After any given sequence $T$ of balls has been drawn, we can compute the probability, $p_T$, of drawing another white ball. In Polya's urn, this probability obviously depends only on the number of white and black balls in $T$; if there are $k$ white and $n-k$ black balls in $T$, then the urn will now contain $k+1$ white and $n-k+1$ black balls, so $$p_T=\frac{k+1}{n+2}.$$ In Process 2, we can again use Bayes' Theorem.
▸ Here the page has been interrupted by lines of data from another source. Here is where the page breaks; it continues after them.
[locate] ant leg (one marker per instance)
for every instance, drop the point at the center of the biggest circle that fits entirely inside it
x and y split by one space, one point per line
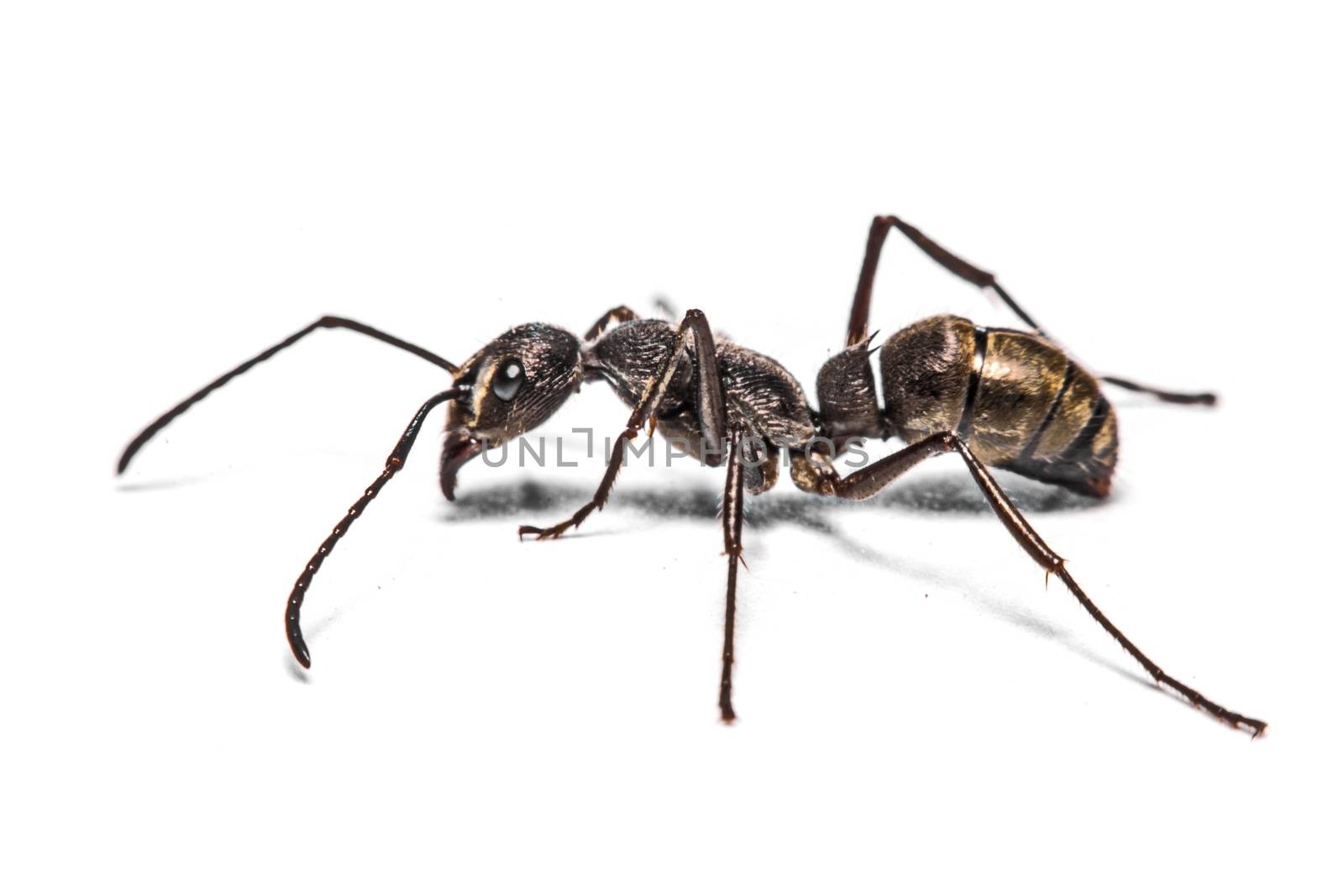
617 315
665 309
979 277
732 548
396 461
710 411
873 479
324 322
Letting $W$ be the event that the next ball drawn is white, $$ p_T={\Bbb P}(W|T)=\frac{{\Bbb P}(W\ \hbox{and}\ T)}{{\Bbb P}(T)}= \frac{{\Bbb E}({\Bbb P}(W\ \hbox{and}\ T|U))}{{\Bbb E}({\Bbb P}(T|U))}.\qquad(4)$$ However, given that $U=p$, the probability that we draw $T$ is just $p^k (1-p)^{n-k}$, and the probability that we draw $T$ followed by another white ball is $p^{k+1} (1-p)^{n-k}$. Substituting this into (4), $$ p_T={\Bbb P}(W|T)=\frac{ \int_{0\le p\le 1} p^{k+1} (1-p)^{n-k} \, dp } { \int_{0\le p\le 1} p^k (1-p)^{n-k} \, dp }=\frac{k+1}{n+2}. $$ This is another form of Laplace's rule of succession: given an event with unknown probability $p$, if we assume a uniform prior and $k$ successes out of $n$ independent trials, then the mean posterior value of $p$ is $\frac{k+1}{n+2}$.

Notice that both processes gave the same value of $p_T$, so these two processes give statistically indistinguishable sequences of balls, in the sense that they give the same sequences of observations with the same probability. But in Process 2, by the SLLN, the proportion of white balls drawn approaches $p$ a.s., and $p\sim U$. Therefore, the same is true for Process 1: In Polya's urn, the proportion of white balls drawn approaches a limit a.s., and this limit is uniformly distributed on $[0,1]$.